I've been active on the Model Cars magazine website (www.modelcarsmag.com) for over a year now. In their Forums section they have a "Wanted" section where you can post what it is you need and hopefully someone on the site will notice and be able to help you out. Many of us work on the "Pay It Forward" principle, where we send out a needed part to one member and he does the same for someone else some time in the future when he has something that someone else needs. I'm currently about 3 parts behind - I've sent out 3 more than I've received, and that feels GOOD! 
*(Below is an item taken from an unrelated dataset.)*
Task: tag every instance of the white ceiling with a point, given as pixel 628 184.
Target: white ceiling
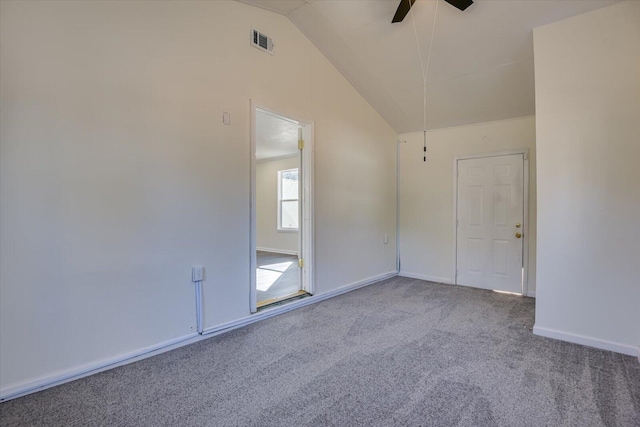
pixel 481 66
pixel 275 136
Shortly after I joined, I mentioned that I was always on the lookout for old Corvair model parts. No fewer that three guys volunteered stuff, and only two of them asked me to reimburse the shipping costs - the parts themselves were absolutely FREE! An unused continental kit and other customization parts from the SMP 1960 Corvair annual kit from one guy, a complete body, chassis and interior from a '69 coupe from another, and some odd bits and pieces from a third, including half a dozen 13" whitewall tires from old annual kits! If you're going to find these parts you're looking for, that would be a good place to start your search. You might be asked to either pay something for the parts or maybe trade someting, but then again, maybe not.


----------



## CorvairJim (Dec 16, 2011)

Hi Kirt - I see you made it over to the MCM website ad someone volunteered the parts you need. See, I told ya that they're a great bunch of guys over there!


----------



## Mello Yello (Jun 22, 2010)

Thanks CorvairJim,
Also looks like I found the parts I need for each vette. Nice friendly site & very helpful. Now only if I could find the 1/16th early 80s firebird/trans am. I know its like looking for a buried treasure but hope someone has one thats complete. Thanks for telling me about MCM.


----------



## CorvairJim (Dec 16, 2011)

QUICK! Check the "Swap, Trade, or Free" forum on te MCM website! There's a guy looking to trade one on there RIGHT NOW!!! :hat:


----------